2. Disposer de sauvegardes réellement restaurables
Les crises ont révélé l’existence de sauvegardes chiffrées, corrompues ou non restaurables dans les délais métiers. D’où l’importance de sauvegardes immuables, isolées, testées régulièrement à travers des exercices réalistes — non seulement techniques mais organisationnels.
3. Préparer la prise de décision sous pression
La résilience dépend autant des processus humains que de la technologie. Elle suppose de définir qui décide, qui parle, et comment s’articule la chaîne de commandement. Les exercices de crise doivent mobiliser la direction générale, la DSI, la conformité, le juridique, la communication, les métiers et l’écosystème de partenaires. Une doctrine claire vis-à-vis du paiement doit être assumée, documentée et défendable.

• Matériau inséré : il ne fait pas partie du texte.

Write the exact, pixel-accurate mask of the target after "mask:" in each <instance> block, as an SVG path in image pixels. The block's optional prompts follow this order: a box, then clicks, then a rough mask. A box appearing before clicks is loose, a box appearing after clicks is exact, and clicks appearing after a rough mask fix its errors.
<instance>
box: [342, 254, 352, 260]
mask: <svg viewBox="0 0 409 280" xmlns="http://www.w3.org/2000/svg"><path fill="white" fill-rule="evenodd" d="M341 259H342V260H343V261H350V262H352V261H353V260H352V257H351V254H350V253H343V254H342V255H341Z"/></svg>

Vers un futur où payer ne sera plus une option crédible
Le débat britannique pourrait inspirer d’autres pays. La France n’adoptera probablement pas, à court terme, une interdiction stricte. Mais la tendance est perceptible : transparence accrue envers les autorités, exigences réglementaires renforcées, baisse de tolérance envers les organisations insuffisamment préparées.
Pour les entreprises, collectivités et établissements publics, l’enjeu devient stratégique : parvenir à traverser une cyberattaque sans que le paiement de la rançon ne constitue la seule issue. En structurant la résilience autour de la viabilité minimale, de la sauvegarde immuable et de la décision en crise, elles se mettent en position de dire non — par principe, mais surtout parce qu’elles en ont réellement les moyens.